U.S. Department of Agriculture leaders delivered an upbeat update to a crowd at the Commodity Classic trade show last week, emphasizing technology upgrades, streamlined programs, and a renewed “farmer-first” focus under the second Trump administration.
Undersecretary Richard Fordyce opened the session by noting FPAC’s creation during the first Trump term to unite the three most farmer-facing agencies: Farm Service Agency (FSA), Natural Resources Conservation Service (NRCS), and Risk Management Agency (RMA). “We are all farmers,” Fordyce said, stressing the push for “one farmer, one file” to eliminate redundant paperwork. He highlighted the new Farmer Bridge Assistance (FBA) program, which launched Monday via login.gov and quickly reached 150,000 applications—35,000 through the secure portal—distributing over $2 billion in days while saving mailing costs.
FSA Administrator Bill Beam called FBA “fantastic” and already ahead of expectations.
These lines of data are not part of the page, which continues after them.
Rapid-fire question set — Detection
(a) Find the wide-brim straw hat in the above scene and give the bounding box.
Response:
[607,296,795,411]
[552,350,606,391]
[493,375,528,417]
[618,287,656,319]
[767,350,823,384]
He detailed a three-phase acreage reporting modernization: Phase 1 creates a geospatial map with common land units for easy field drawing; Phase 2 adds a home or tractor-based portal; Phase 3 will integrate precision-ag coverage maps. Beam also reported rapid work on the new farm bill, including 30 million additional base acres and updates to ARC/PLC sign-up for the 2026 crop year.
NRCS Chief Aubrey Bettencourt described a “recommitment tour” to core programs EQIP and CSP, pruning outdated practice codes to save 85,000 staff hours annually and delegating decisions to local staff. She announced the Integrated Field Tool for real-time whole-farm planning in the field, set for trials soon. NRCS will update 91 of 168 outdated practice standards this year with farmer roundtable input. The new regenerative agriculture pilot offers $700 million through EQIP/CSP, plus soil testing, outcomes reports, and private-sector matching under the Sustains Act.
Lastly, RMA Administrator Pat Swanson, a former crop insurance agent and Iowa farmer, called crop insurance “the backbone” of the safety net. She noted quick implementation of the farm bill’s premium support (saving farmers ~$400 million) and extension of the Beginning Farmer and Rancher program to 10 years. Swanson echoed the modernization theme, praising private-sector precision technology already in use and urging producers to talk with agents before the March 15 deadline.
All four leaders—each with multi-generational farm roots—pledged continued progress on technology, reduced bureaucracy, and keeping farmers on the land. Fordyce teased “fun stories” by next year’s Classic in New Orleans as modernization accelerates.